Crawfishing,
From Craw to Tail

Do you just love, love, love crawfish? How would you like to earn a living raising and catching this Cajun delicacy?

First, buy the Farm - Buy or lease very flat land in a southern state (you'll do most of your work in January through May - try west Louisiana or east Texas). Make sure it's near a bayou or other source of water. You'll need plenty of water, so get rights to take it.

Make the Pond - Get out the bulldozer and build a levee around the property which you want to flood. Don't forget permits. Buy a water pump and fill your pond with twelve to sixteen inches of water.

Liven it Up - Stock the pond with crawfish. You can buy these at the end of the season (early summer) for about ten cents a pound, according to Boudreaux. You may want to grow rice in the pond, for crawfish food. Stock both genders, and wait. Enjoy the wait - you'll start busting your butt in January.

Tough it Out - Your first, and maybe second season will suck so bad, that, on a daily basis, you'll regret you ever got into this. You'll have problems inherent with introducing this new element into the local ecosystem. You'll have problems getting water, keeping water, keeping the water clean, keeping things out of the water...

Your biggest problem will be the party scene you've created; the wildlife will crash the place like it's a frat house on keg night. Look out for water moccasins and other snakes, turtles, nutria rats, and a variety of critters that are higher on the food chain than your critters. You'll have problems with birds charging your pond and swooping off with your profits. You'll even have humans with big hands and wet feet. Bookie has cockleberry plants in two ponds, to keep the birds away. Heavy gates and Lester, a duck hunter with a shotgun, keep the people away.

And all that is only if your crawfish do "take." That is, if they adapt to the water in your pond and they reproduce and grow. If they do, then you're ready to work.

Set the Trap - Just because it's your pond and you built it, and those crustaceans in there are yours, doesn't mean they'll listen to you and come when you call them - you've got to catch them. Bookie has three forty-acre ponds (as Boudreaux so specifically puts it; "We have three ponds; this one is forty acres, and that one is forty acres, and the other one is forty acres.") If your pond is the size of any of these three, you'll want about 3,000 traps in it.

Your traps are bell-shaped cages of wire mesh, about two feet tall, with three inlets near the bottoms, and openings at the tops formed by pieces of five-inch PVC pipe. Drive metal rods into your pond bottom, so they poke up a few inches out of the water, to set the traps on.

You'll need to bait the traps, with crawfish bait, of course. It smells like peanut butter, and is cylinder shaped, like a tube of very hard cookie dough. Get several fifty-pound bags and cut the bait into small pieces.
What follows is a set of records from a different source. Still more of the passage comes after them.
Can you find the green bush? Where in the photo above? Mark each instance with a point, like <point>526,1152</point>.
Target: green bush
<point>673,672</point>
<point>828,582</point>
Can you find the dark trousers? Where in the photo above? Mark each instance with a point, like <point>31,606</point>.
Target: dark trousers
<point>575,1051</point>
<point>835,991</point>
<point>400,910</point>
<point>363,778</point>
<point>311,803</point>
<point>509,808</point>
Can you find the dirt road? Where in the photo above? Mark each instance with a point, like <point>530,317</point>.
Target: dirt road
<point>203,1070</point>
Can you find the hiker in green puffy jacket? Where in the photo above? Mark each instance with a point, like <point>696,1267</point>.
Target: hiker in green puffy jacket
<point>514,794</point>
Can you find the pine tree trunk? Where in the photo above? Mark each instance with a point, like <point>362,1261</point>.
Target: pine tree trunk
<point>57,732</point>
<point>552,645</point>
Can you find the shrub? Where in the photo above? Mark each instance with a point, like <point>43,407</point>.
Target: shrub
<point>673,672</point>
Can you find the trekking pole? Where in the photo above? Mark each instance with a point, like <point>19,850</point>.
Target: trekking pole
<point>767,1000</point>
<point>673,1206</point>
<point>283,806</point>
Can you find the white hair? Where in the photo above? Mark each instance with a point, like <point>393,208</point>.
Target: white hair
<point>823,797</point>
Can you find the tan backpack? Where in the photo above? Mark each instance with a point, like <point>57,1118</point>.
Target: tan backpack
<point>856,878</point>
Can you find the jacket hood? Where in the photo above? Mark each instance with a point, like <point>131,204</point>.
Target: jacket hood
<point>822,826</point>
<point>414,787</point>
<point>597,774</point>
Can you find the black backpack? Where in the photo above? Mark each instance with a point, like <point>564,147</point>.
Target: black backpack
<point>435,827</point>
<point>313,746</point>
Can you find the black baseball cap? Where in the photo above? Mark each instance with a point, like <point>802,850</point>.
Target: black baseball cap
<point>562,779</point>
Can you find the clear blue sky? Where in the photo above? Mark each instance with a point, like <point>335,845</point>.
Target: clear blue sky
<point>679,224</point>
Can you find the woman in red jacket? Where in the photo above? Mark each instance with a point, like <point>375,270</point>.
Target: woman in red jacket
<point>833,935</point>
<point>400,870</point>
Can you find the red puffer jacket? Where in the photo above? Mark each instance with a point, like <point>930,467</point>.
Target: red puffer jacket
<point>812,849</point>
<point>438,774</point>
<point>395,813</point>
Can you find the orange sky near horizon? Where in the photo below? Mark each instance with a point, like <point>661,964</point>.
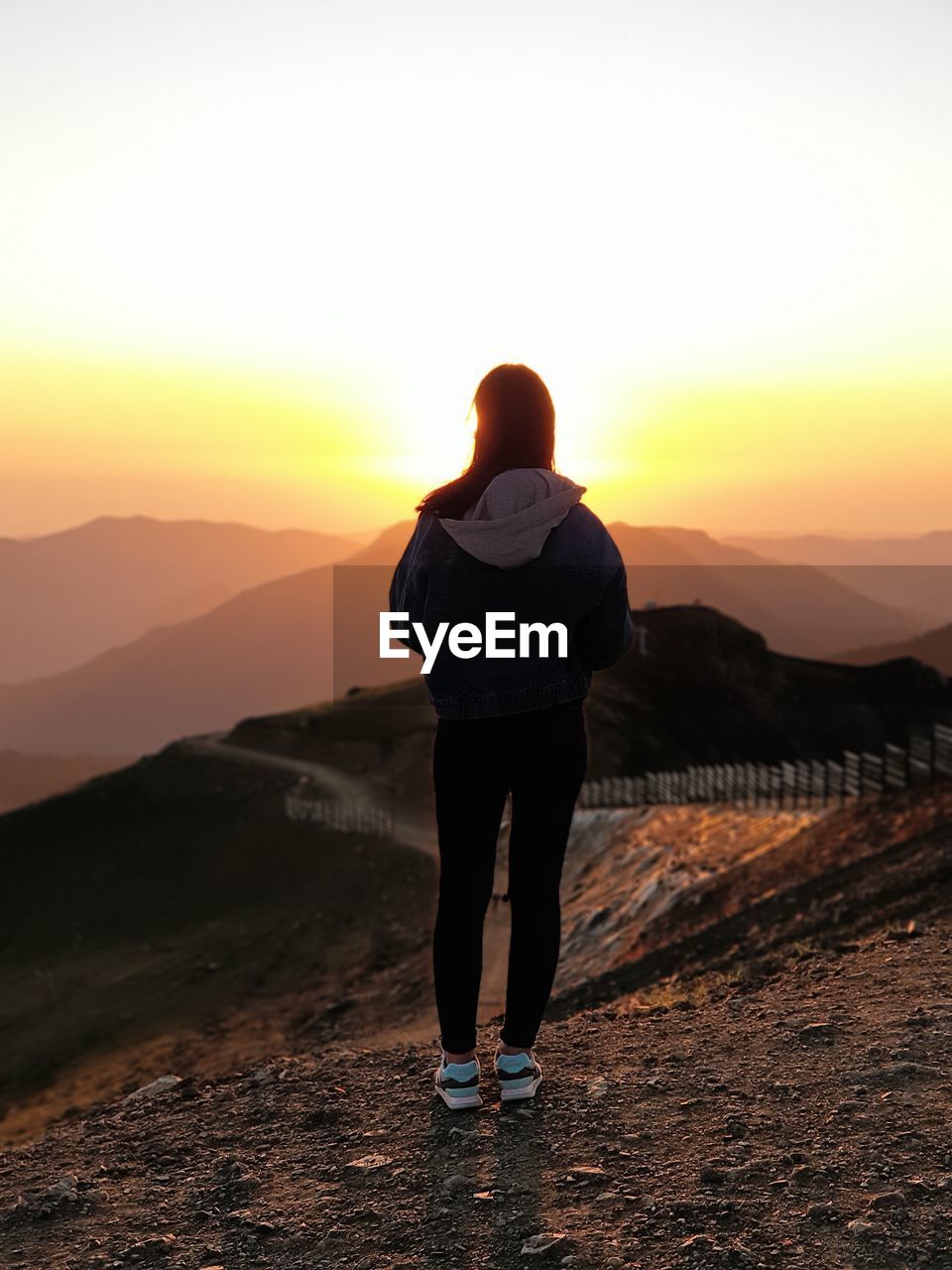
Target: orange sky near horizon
<point>254,264</point>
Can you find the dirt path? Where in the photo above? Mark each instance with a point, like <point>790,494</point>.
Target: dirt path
<point>409,829</point>
<point>796,1120</point>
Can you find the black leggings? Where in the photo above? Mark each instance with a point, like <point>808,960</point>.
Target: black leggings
<point>539,756</point>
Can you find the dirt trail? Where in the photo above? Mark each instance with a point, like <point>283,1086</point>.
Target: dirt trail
<point>797,1119</point>
<point>411,829</point>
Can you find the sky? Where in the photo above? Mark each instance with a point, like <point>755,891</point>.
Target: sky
<point>254,259</point>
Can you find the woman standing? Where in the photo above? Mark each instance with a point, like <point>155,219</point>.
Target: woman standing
<point>508,538</point>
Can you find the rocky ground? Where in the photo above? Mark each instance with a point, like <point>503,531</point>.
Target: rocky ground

Power Up - Unless you want to slog through the mud for months, crushing crawfish and dodging snakes, you'll want a boat with a motor. Any twelve-foot john boat will do, but, since your water is only about a foot deep, your outboard motor will act more like a rototiller. You'll need a "go-devil," a large lawnmower engine, mounted sideways on a universal pivot, with a five-foot long shaft attached to a propeller. You swing this devil around like a big broom, waving it in the water to basically push the stern of your boat, which is where you're facing, because this thing is so awkward, and the first few times you try this, you'll probably fall out of the stupid boat, but you'll get the hang of it.

Work Your Tail Off - Ready? OK, It's January, and you are a crawfisherman. Quit your day job, because, for the next five months, seven days a week, you will live on this pond.

Each day, you and somebody with a strong back, whom you enticed with an unreasonable hourly wage and the promise of facefuls of crawfish, will climb into the boat and will harvest your crop. One of you will steer the devil while the other will stand in the bow and grab each trap as you pull past it. You will dump the catch on a table, toss the undersized ones back and sweep the keepers in a bag. You will then bait the trap and set it back on the rod. This you will do thousands of times each day, for five months, until you positively hate, hate, hate crawfish.